If with each spring that passes you perceive that your seasonal allergy seems more intense and persistent, it is not something of your imagination. The main culprit of the phenomenon is climate change ... and every year will be worse.

During the spring month’s people suffering from allergy suffer from habitual symptoms such as sneezing, runny nose, itching, watery eyes or fatigue, often having to receive pharmacological treatment.

And with each year, the allergy is more incisive due to climate change. The reason? According to the Union of Concerned Scientist, carbon dioxide increases the growth rate of plants, which in turn increases the amount and potency of pollen, prolonging the allergy season and making it more intense. Higher temperatures can also lead individual plants to produce more pollen.

Increasing carbon emissions are causing the average surface temperature of our planet to increase. Last year was the fourth warmest year recorded, and the warmest recorded for the oceans. According to the Asthma and Allergy Foundation of America (AAFA), the highest temperatures extended to the USA. UU up to 27 days from 1995 to 2011.

On the other hand, a recent study published in The Lancet analyzed the duration of the pollen season and the amount of pollen per plant in 17 locations throughout the northern hemisphere. According to the data, which were collected during 26 years, 70% of the total volume of pollen has increased per season. In 65 percent of the spots, the pollen season has "increased in extreme temperatures," the authors reported.

Lewis Ziska, the lead author of this study, works with the United States Department of Agriculture. He told the Union of Concerned Scientists about another climate-related allergy problem: plants use carbon dioxide to produce food through photosynthesis, but the extra carbon dioxide in the air causes the weeds that propagate the pollen and cause allergies grow faster than "useful plants" like rice and wheat.

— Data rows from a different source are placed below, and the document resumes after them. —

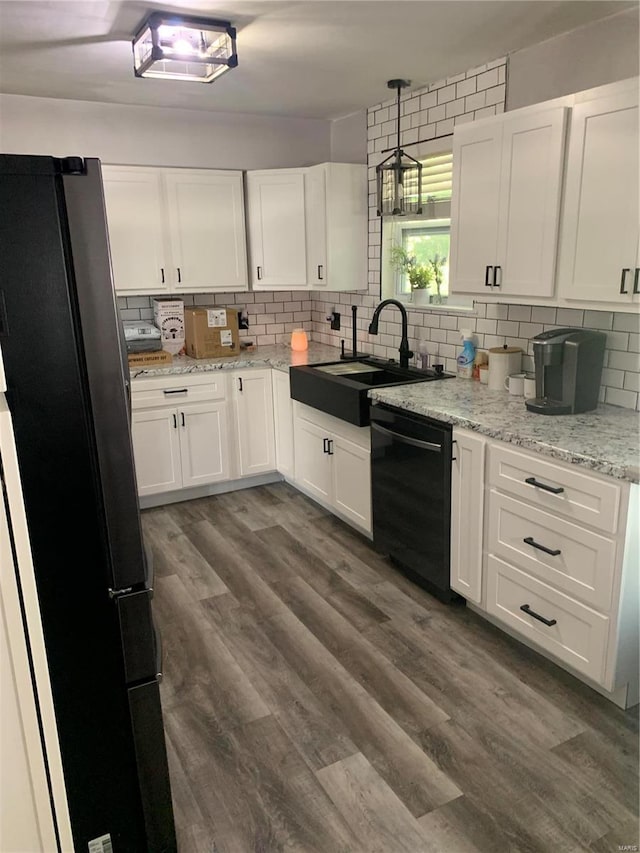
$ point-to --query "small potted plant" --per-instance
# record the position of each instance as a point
(420, 276)
(437, 263)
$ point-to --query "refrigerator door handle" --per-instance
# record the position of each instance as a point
(159, 655)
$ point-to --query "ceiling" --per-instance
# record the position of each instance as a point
(317, 59)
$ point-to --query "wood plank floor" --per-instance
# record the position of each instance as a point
(316, 700)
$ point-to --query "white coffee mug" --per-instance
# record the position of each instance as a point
(514, 383)
(529, 386)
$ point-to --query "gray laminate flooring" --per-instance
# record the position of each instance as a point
(316, 700)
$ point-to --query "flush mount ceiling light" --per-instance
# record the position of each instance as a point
(399, 177)
(184, 48)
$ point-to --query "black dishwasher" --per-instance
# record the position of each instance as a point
(411, 495)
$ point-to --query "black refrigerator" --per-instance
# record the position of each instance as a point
(68, 395)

"Ambrosia, specifically, grew faster, flourished earlier and produced significantly greater pollen," Ziska said. This plant triggers what is known as hay fever.

If carbon dioxide emissions remain uncontrolled, the production of ragweed pollen could increase by 60 to 100 percent in the next 65 years. According to the AAFA, ragweed pollen could also become more allergenic as carbon dioxide levels increase. According to Annesi-Maesano, floods due to sea level can also cause another type of allergy due to the proliferation of mold, which can cause respiratory irritation and is a common trigger for asthma and allergies.

Children are more likely to suffer from these allergens, since their organs and immune systems are still forming due to their exposure to climate-related contaminants. In particular, children in low and middle income countries are disproportionately affected by the consequences of global warming. As carbon emissions increase, allergies will continue to get worse.